The Georg Büchner Prize in 2019 was awarded to Swiss writer and playwright Lukas Bärfuss during a ceremony on November 2 in Darmstadt.

The prize, given by the German Academy of Language and Literature to a German-language author "who has made a significant contribution to contemporary German cultural life," is worth €50,000 ($56,000) and is considered the most important literary award in Germany.

Exploring the modern condition

"With Lukas Bärfuss, the German Academy of Language and Literature honors an outstanding narrator and playwright of contemporary German-language literature," stated the jury in its reasoning for the selection of the 47-year-old Swiss writer.

"With great stylistic assurance and a wealth of formal variations, his dramas and novels always find new and different ways to explore the fundamental existential condition of modern life," the jury statement continued.

Those are qualities that also characterize Bärfuss' essays, in which he fearlessly scrutinizes today's world while offering a curious and appreciative perspective.

Among the award-winning writer's best-known works are the novels One Hundred Days (2012), about the genocide in Rwanda; Koala (2014), the harrowing story of his brother's suicide; and the stage plays The Sexual Neuroses of Our Parents (2003) and Oil (2009), about the global dependence on fossil fuel that premiered at the Deutsches Theater Berlin.

An illustrious legacy

The namesake for the Georg Büchner Prize is the dramatist and revolutionary who was born in the German state of Hesse, and whose most famous work, Woyzeck, was still unfinished when he died aged 23 in Zurich in 1837. 
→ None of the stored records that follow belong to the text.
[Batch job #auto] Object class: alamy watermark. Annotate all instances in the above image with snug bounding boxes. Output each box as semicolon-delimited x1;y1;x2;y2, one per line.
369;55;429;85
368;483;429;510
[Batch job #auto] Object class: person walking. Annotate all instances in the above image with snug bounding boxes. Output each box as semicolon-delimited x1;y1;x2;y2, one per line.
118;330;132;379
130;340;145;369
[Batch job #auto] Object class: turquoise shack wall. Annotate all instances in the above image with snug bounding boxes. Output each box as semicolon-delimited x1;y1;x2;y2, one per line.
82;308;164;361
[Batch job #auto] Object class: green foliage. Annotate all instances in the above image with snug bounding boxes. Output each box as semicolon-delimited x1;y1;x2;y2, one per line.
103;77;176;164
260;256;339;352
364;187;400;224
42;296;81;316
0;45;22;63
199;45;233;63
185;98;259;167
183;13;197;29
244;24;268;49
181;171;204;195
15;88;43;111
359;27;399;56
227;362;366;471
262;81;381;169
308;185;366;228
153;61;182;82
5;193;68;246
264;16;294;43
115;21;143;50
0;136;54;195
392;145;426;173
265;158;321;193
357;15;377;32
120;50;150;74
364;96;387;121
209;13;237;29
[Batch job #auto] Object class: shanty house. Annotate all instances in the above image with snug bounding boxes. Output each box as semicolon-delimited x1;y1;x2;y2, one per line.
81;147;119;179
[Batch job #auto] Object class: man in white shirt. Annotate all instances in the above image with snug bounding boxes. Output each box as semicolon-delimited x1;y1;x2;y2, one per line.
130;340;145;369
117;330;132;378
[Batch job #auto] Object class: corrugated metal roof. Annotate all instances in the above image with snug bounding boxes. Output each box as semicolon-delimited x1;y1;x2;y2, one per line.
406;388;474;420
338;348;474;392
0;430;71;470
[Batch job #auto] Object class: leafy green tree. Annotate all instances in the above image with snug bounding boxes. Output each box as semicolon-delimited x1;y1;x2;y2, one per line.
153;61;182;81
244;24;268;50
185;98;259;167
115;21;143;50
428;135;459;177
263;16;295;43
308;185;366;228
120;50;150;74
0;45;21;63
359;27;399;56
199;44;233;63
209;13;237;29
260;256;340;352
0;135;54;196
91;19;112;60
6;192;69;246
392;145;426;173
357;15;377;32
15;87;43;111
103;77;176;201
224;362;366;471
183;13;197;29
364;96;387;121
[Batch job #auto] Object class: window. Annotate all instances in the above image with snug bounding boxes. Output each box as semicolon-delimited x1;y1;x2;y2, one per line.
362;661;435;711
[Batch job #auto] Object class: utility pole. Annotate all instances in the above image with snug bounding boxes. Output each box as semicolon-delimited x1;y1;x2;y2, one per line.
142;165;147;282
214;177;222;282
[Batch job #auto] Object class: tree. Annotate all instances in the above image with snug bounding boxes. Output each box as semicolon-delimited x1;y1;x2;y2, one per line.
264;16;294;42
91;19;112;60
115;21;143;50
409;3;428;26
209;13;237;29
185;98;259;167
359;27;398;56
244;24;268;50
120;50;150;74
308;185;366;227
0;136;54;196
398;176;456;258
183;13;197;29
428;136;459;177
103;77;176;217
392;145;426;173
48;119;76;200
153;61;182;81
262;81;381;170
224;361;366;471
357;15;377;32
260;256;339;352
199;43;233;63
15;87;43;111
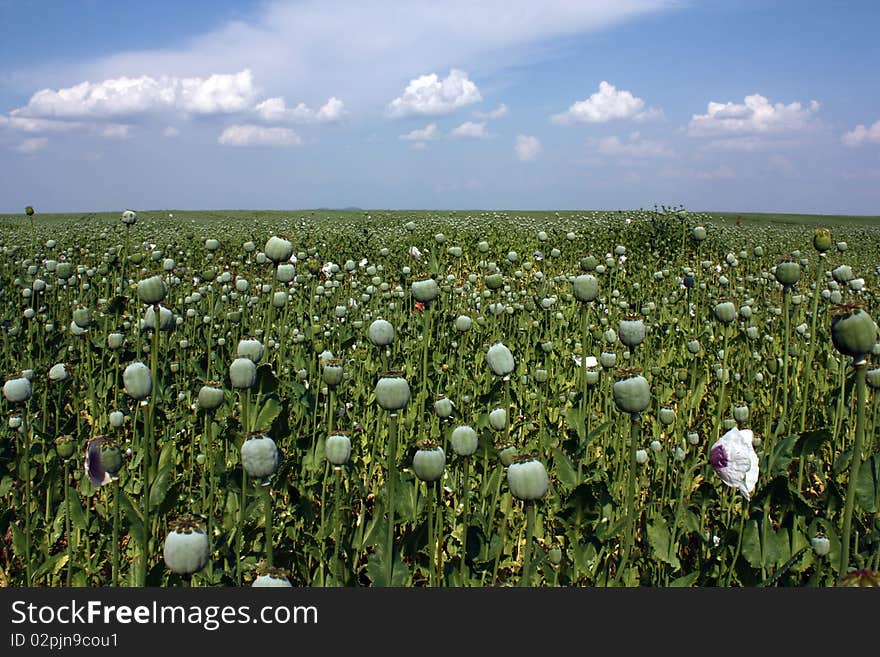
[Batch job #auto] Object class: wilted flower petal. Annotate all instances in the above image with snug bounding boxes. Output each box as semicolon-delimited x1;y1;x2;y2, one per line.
709;427;758;500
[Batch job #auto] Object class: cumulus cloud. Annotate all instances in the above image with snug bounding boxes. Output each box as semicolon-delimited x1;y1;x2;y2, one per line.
254;96;346;123
687;94;819;137
515;135;541;162
595;132;675;159
840;121;880;148
449;121;491;139
11;69;256;119
474;103;507;121
217;124;302;146
15;137;49;155
386;69;483;119
550;80;661;125
399;123;440;142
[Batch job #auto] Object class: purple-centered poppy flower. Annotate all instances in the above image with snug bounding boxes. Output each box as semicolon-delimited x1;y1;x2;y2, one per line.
83;436;113;486
709;427;758;500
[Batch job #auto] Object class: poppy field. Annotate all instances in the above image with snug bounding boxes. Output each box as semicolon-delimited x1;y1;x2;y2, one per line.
0;207;880;587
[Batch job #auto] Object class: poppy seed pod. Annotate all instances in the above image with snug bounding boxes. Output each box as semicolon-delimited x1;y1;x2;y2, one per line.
236;338;263;363
321;358;345;388
507;457;550;502
831;306;877;360
612;369;651;414
229;357;257;389
410;278;440;303
413;443;446;481
122;362;153;401
241;434;281;484
450;424;478;456
324;433;351;467
813;228;834;253
137;275;168;305
774;260;801;287
251;568;293;588
198;384;225;411
617;315;645;347
367;319;394;347
263;236;293;264
572;274;599;303
714;301;736;324
489;408;507;431
3;377;33;404
375;371;411;413
162;517;210;576
486;342;514;376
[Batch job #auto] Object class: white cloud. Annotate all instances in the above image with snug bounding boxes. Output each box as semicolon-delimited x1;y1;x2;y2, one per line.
474;103;507;121
15;137;49;155
398;123;440;142
11;69;256;119
254;96;346;123
550;80;661;125
840;121;880;148
386;69;483;118
98;123;131;139
515;135;541;162
594;132;675;159
687;94;819;137
217;124;302;146
449;121;491;139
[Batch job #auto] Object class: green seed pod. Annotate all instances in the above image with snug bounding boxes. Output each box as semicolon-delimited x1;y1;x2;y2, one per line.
484;272;504;290
229;358;257;389
489;408;507;431
715;301;736;324
413;443;446;481
198;384;225;411
375;371;410;413
324;433;351;467
813;228;834;253
831;306;877;360
138;275;168;305
612;369;651;414
321;358;345;388
434;395;453;419
55;434;76;459
572;274;599;303
367;319;394;347
486;342;514;376
507;457;550;502
263;236;293;264
450;424;478;456
236;338;263;363
241;434;281;483
617;315;645;347
410;278;440;303
162;517;210;576
122;362;153;401
774;260;801;287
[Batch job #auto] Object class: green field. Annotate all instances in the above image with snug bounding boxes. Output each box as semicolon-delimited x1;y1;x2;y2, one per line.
0;208;880;587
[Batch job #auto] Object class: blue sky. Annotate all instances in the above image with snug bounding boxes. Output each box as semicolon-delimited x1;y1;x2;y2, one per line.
0;0;880;214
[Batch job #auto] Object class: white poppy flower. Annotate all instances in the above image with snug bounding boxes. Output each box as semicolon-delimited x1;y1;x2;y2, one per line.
709;427;758;500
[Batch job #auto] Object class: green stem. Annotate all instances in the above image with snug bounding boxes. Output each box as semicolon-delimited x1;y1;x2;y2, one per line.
519;500;535;586
838;358;867;577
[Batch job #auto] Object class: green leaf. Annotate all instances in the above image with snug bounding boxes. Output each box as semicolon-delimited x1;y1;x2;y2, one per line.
553;448;580;490
669;570;700;588
856;454;880;513
254;397;282;431
792;429;834;457
648;515;681;569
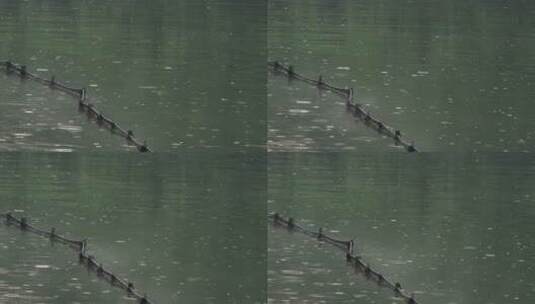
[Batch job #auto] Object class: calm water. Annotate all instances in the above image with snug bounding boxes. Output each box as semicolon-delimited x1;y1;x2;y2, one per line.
268;0;535;151
268;153;535;304
0;0;266;151
0;152;266;303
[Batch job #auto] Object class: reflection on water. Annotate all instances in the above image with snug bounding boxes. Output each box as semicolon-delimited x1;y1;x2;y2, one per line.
0;152;266;303
268;153;535;304
0;0;266;151
0;223;131;303
268;0;535;151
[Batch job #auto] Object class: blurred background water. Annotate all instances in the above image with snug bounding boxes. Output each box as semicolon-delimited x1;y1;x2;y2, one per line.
268;0;535;152
268;153;535;304
0;152;266;303
0;0;266;151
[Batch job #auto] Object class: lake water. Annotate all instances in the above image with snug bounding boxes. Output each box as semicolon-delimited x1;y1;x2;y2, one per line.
268;0;535;152
268;153;535;304
0;152;266;304
0;0;266;151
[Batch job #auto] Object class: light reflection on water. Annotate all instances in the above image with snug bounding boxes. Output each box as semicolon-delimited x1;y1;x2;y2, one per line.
268;0;535;151
268;153;535;304
0;152;266;303
0;0;266;151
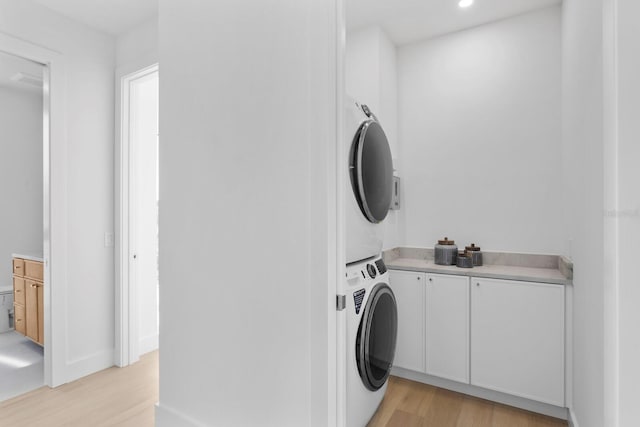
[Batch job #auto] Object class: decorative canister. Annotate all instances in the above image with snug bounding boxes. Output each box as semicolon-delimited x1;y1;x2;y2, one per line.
464;243;482;267
434;237;458;265
456;251;473;268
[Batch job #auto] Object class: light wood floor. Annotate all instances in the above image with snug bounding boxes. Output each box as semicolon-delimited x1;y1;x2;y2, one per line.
0;351;158;427
0;352;567;427
368;377;567;427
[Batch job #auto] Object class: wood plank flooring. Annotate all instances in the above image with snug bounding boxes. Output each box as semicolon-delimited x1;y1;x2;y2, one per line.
0;352;567;427
0;351;158;427
368;377;567;427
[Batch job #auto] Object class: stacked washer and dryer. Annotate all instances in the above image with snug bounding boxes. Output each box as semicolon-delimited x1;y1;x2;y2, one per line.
340;100;398;427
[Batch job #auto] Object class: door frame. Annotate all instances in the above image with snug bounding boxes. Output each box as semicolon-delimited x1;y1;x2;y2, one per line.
114;61;159;367
0;33;68;387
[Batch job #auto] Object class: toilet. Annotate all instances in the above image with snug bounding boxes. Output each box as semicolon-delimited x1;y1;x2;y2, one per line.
0;287;13;334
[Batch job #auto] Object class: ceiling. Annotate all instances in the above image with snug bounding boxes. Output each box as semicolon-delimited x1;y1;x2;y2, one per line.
33;0;158;36
345;0;562;45
0;52;43;92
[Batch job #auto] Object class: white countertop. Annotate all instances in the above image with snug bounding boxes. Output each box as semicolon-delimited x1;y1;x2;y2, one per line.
11;254;44;262
385;258;572;285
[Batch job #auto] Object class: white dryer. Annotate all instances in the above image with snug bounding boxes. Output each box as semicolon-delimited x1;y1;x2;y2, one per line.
345;257;398;427
345;100;393;264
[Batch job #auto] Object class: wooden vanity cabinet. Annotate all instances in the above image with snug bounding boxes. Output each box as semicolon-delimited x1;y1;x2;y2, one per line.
13;258;44;345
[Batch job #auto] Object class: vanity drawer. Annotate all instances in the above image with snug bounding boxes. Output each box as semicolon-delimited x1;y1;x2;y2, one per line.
24;259;44;281
13;258;24;276
13;276;25;305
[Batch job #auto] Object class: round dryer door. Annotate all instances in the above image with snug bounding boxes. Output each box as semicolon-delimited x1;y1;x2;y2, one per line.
356;283;398;391
349;120;393;224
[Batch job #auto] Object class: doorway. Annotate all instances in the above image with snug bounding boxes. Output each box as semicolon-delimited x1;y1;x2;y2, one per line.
116;64;159;366
0;52;48;401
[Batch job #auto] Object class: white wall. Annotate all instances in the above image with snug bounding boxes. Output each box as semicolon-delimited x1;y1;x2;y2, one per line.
604;0;640;427
130;72;159;354
0;0;115;381
116;18;158;71
345;26;404;249
156;0;342;427
562;0;610;427
0;84;43;288
398;7;563;253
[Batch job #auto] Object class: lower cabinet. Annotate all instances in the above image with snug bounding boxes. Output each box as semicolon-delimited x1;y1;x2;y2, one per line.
389;270;565;407
389;270;469;383
389;270;426;372
13;258;44;345
425;274;469;383
471;278;564;406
The first prize in Georg Büchner's honor was awarded in 1923, but has been bestowed by the Academy to an author writing in German every year since 1951. Former winners include German-language literary greats such as Erich Kästner(1957), Günter Grass (1965) and Thomas Bernhard (1979), while more recent recipients include Sibylle Lewitscharoff (2013), Jan Wagner (2017) and, last year, the writer Terézia Mora.